Azure / azure-storage-fuse

A virtual file system adapter for Azure Blob storage
Other
643 stars 203 forks source link

Permission and Ownership Issues with Blobfuse Mounts in Non-Root AKS Pods #1441

Open ioan02 opened 1 week ago

ioan02 commented 1 week ago

We are utilizing Blobfuse to mount blob containers as volumes in our AKS pods. For our main use case, the mounted filesystem behaves as expected when owned by root with the allow_other option set. This configuration allows any user the pod runs as to access the filesystem. However, this becomes problematic when we need the filesystem to be owned by another user. Indeed we intend to expand our use cases, such as employing a container as the storage backend for a PostgreSQL database instead of a disk. This is particularly for scenarios where the PostgreSQL instance is not heavily utilized, such as a metastore for applications like Superset.

Issue Description We are encountering issues with permissions and ownership on the mounted filesystem. Blobfuse allows setting gid, uid, and umask, and we observe the intended behavior when the container runs as root (at least the ownership seems correct). However, this does not hold when the container runs as a non-root user , which defeats the purpose of setting these variables.
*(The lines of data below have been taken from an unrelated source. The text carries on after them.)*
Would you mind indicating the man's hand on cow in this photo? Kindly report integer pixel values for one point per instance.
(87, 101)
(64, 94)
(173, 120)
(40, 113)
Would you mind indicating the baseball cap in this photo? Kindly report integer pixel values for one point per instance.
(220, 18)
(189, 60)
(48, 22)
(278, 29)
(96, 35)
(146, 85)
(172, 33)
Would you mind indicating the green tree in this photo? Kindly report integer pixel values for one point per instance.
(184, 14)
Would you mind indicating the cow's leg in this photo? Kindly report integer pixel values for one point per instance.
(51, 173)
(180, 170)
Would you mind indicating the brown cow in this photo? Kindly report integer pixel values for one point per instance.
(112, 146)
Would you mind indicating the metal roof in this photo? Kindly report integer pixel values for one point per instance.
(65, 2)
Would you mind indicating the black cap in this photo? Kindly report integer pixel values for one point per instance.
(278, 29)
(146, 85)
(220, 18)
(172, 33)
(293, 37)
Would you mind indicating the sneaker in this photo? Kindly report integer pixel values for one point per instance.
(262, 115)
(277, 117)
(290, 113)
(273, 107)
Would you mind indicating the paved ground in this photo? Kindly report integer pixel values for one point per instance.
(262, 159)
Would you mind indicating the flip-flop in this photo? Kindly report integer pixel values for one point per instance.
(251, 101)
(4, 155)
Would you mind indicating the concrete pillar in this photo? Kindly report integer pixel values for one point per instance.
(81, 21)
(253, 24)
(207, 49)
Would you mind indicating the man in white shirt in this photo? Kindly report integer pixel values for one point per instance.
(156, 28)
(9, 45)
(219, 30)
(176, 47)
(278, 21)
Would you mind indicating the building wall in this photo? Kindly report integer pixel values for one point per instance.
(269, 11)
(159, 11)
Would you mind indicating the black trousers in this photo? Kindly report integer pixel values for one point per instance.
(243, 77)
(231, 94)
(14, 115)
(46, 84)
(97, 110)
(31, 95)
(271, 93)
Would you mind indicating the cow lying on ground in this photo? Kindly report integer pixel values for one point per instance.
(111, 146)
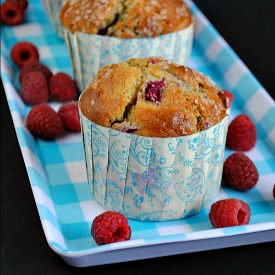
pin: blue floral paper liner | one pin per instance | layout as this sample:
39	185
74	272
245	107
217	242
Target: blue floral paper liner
153	179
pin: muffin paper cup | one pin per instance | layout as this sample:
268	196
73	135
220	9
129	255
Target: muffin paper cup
88	53
153	179
52	8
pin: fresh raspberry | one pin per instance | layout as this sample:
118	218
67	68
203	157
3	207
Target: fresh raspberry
70	116
239	172
24	53
23	4
62	87
153	90
110	227
11	13
230	96
35	66
43	122
34	89
229	212
241	134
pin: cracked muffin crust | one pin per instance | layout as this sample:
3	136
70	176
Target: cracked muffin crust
153	97
125	18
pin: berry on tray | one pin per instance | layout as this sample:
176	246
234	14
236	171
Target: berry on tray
24	53
110	227
62	87
34	89
241	134
239	172
35	66
23	4
43	122
11	13
70	116
229	212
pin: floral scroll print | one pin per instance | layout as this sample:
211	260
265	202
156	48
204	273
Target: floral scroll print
154	178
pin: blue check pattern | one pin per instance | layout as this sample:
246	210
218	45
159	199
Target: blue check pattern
57	169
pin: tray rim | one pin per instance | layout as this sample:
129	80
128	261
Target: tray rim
88	252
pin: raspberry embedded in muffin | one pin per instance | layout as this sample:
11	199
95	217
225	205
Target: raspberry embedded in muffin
159	99
153	90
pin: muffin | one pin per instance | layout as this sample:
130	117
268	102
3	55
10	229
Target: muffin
154	136
52	8
98	33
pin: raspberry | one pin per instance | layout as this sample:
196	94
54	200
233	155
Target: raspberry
62	87
239	172
70	116
230	97
24	53
229	212
11	13
241	134
43	122
153	90
23	4
34	89
35	66
110	227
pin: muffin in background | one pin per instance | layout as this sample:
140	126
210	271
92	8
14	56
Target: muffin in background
154	135
52	8
98	33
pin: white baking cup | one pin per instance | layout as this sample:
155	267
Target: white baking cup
153	179
88	53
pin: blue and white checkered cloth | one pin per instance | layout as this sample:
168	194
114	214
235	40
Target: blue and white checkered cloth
57	172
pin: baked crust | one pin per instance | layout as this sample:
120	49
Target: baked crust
153	97
125	18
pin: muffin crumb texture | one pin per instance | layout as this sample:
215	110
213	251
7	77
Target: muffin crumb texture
153	97
125	18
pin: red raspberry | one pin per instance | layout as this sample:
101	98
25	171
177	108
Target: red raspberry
62	87
110	227
70	116
23	4
43	122
229	212
241	134
24	53
239	172
36	66
34	89
11	13
230	97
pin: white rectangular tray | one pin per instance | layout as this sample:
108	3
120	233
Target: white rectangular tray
57	173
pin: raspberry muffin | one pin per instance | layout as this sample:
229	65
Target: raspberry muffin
52	8
98	33
154	135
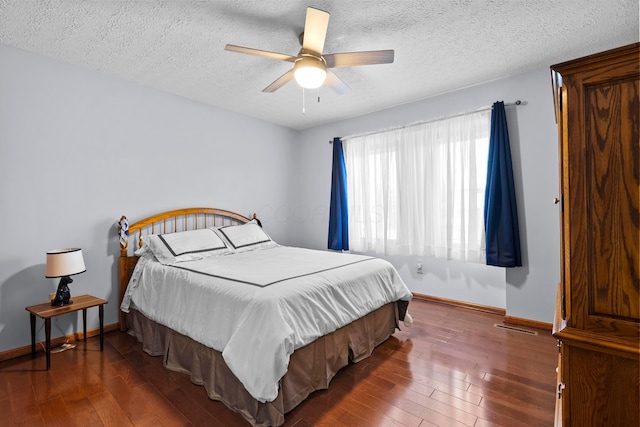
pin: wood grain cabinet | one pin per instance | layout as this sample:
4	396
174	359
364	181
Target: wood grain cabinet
597	321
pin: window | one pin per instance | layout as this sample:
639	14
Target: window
419	190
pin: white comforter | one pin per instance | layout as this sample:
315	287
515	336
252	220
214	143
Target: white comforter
258	307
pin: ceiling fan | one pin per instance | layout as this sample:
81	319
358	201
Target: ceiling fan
310	65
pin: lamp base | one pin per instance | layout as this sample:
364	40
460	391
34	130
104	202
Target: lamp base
63	294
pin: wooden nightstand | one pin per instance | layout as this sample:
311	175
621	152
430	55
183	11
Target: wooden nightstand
46	311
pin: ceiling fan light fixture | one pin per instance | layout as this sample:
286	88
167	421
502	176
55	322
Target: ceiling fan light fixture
309	71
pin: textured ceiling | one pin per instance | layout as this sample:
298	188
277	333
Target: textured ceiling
177	46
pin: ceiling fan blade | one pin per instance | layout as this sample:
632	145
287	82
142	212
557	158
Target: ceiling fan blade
350	59
280	81
335	83
257	52
315	30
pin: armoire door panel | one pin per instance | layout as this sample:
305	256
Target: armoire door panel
613	217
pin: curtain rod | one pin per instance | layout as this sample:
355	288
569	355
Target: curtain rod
506	104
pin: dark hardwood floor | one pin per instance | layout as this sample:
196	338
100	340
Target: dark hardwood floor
452	368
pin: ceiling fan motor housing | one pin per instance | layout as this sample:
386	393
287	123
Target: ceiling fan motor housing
310	71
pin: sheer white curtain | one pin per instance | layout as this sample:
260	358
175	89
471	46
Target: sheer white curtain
419	190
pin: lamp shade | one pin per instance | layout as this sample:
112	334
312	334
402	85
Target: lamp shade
64	262
310	72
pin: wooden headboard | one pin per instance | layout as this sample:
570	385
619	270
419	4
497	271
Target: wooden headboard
163	223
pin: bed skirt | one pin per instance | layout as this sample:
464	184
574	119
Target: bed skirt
310	368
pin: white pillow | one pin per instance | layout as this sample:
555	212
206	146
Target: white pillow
189	245
246	237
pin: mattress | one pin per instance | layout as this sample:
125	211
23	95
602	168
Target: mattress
258	307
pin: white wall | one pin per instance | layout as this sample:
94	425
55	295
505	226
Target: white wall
527	292
78	149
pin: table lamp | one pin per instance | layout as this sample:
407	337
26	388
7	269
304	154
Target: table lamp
64	263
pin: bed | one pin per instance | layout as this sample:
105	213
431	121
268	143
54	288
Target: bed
259	325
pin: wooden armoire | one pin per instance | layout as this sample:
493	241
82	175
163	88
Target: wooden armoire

Notably, even when the container runs as root, attempting to switch users results in permission errors and ????? entries, indicating access control issues.

Our current use case involves PostgreSQL, but we are interested in the more general approach for managing permissions and ownership on the mounted filesystem, and the correct usage of gid, uid, and umask options.

Which version of blobfuse was used?

blob-csi-driver 1.23.4 (server-side Blobfuse version unknown)

Which OS distribution and version are you using?

AKS 1.29.2 Ubuntu

If relevant, please share your mount command.

  mountOptions:
  - --use-attr-cache=false
  - --disable-writeback-cache=true
  - -o umask=0077
  - -o uid=1001
  - -o gid=1001
  - --cancel-list-on-mount-seconds=10
  - --log-level=LOG_DEBUG
  - --max-blocks-per-file=2
  - -o negative_timeout=120
  - --streaming=true
  - --stream-cache-mb=100
  - --block-size-mb=50
  - -o entry_timeout=120

What was the issue encountered?

When the pod is running as root:

 root@superset-db-0:/# ls /bitnami/postgresql/data -l
total 0
drwxrwxr-- 2 1001 1001 4096 Jun 28 14:56 base
drwxrwxr-- 2 1001 1001 4096 Jun 28 14:56 global
drwxrwxr-- 2 1001 1001 4096 Jun 28 14:56 pg_commit_ts
drwxrwxr-- 2 1001 1001 4096 Jun 28 14:56 pg_dynshmem
-rwxrwxr-- 1 1001 1001 2640 Jun 28 14:56 pg_ident.conf
drwxrwxr-- 2 1001 1001 4096 Jun 28 14:56 pg_logical

When running as a non-root user, including the user 1001:

I have no name!@superset-db-0:/$ ls /bitnami/ -l
ls: cannot access '/bitnami/postgresql': Permission denied
total 0
d????????? ? ? ? ?            ? postgresql

Have you found a mitigation/solution?

We have not found a mitigation or solution.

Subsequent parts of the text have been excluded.